Keiner von uns beiden konnte schlafen, mit unseren Gedanken waren wir bei der bevorstehenden Zoll- und Passkontrolle an der Grenze. Wir wagten es aber nicht, miteinander zu sprechen, um unseren Abteilgenossen nicht zu wecken. Der Zug fuhr jetzt langsamer, für eine Ewigkeit, wie es schien, und kam schließlich ächzend und quietschend zum Stillstand. Sofort waren undeutliche Stimmen und Schritte zu hören, und jemand fuchtelte mit einer Taschenlampe durch das Fenster ins Abteil. Eine Frau schrie auf, als ein Schäferhund den Gang entlanghechelte und sich dabei so heftig gegen die Leine aufbäumte, dass er sich fast strangulierte. Zuerst richtete er sich vor Jem auf, dann beschnüffelte er meine Schlafkoje. Jem setzte sich starr vor Schrecken gegen die Wand, seine Decke war auf den Boden gefallen. Jemand blendete mich mit einer Taschenlampe und sagte etwas, das ich nicht verstand. Wir händigten unsere Pässe aus und warteten bewegungslos ab. Der Hund zerrte immer noch an seiner Leine. Auf dem Gang waren weitere Schritte zu hören. Ein Zollbeamter stellte sich vor unsere Liegen, verschränkte beide Arme in der Luft und bedeutete uns, aufzustehen. Er warf unser gesamtes Bettzeug auf den Boden, hob die Liegen an und prüfte den Raum, wo unser Gepäck verstaut war. Nachdem er alles durchwühlt hatte, signalisierte er uns, uns wieder hinzusetzen. Der erste Beamte gab uns unsere Pässe zurück und blickte uns noch einmal ins Gesicht. Dann zog er an der Hundeleine und ging zum nächsten Abteil.
»Wir waren die einzigen, die kontrolliert wurden«, flüsterte Jem.
»Wir sind auch die einzigen mit brauner Haut«, wisperte ich zurück.

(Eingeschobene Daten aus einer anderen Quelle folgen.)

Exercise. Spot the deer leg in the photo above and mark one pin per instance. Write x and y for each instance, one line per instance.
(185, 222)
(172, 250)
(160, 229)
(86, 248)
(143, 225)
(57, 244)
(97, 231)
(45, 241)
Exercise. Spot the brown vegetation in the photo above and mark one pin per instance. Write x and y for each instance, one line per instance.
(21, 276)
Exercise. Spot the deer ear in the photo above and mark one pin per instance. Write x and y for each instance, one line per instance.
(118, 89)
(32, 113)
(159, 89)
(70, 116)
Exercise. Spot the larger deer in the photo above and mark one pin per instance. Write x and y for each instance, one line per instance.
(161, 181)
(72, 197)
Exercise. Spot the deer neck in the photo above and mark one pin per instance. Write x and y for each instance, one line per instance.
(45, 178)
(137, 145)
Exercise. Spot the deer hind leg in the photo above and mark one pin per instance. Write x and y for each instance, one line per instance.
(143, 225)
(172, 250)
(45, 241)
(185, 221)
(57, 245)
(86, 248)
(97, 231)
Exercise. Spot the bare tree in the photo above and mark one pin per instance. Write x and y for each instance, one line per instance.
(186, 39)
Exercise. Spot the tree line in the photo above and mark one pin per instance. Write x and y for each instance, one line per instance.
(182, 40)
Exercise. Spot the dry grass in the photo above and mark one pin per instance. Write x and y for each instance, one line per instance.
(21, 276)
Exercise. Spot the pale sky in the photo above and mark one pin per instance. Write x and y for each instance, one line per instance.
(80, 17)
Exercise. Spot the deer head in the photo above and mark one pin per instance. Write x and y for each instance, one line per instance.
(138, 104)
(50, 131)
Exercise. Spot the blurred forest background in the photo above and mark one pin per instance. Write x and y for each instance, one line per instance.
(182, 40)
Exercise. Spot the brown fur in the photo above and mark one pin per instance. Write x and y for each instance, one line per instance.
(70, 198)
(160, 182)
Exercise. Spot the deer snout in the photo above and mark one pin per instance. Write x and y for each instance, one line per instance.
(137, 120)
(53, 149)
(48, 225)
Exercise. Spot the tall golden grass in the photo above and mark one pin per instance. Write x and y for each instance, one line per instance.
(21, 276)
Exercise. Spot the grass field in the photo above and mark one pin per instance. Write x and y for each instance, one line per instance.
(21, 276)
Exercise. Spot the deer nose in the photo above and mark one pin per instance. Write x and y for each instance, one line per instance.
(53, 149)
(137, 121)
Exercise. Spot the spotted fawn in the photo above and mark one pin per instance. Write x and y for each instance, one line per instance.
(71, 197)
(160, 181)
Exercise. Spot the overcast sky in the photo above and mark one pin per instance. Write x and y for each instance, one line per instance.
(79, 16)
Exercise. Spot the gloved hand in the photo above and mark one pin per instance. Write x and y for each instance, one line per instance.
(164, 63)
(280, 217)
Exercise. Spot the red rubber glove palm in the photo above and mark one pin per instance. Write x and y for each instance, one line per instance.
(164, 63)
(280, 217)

Jems Hände waren wie Eisklötze. Er hasste Hunde. Und selbst ich, die Hunde mochte, hatte mir fast in die Hose gemacht, als ich die Hitze und den Speichelgeruch des Hundes so nah an meinem Gesicht fühlte. Der Zug setzte sich quietschend wieder in Bewegung, in Richtung Russland. Das Schnarchen unseres Abteilgenossen wurde tiefer und irgendwann drehte ich mich zur Seite und schlief ein. Wir wollten ja Abenteuer erleben – und ich hatte das Gefühl, dass wir nicht zu kurz kommen würden.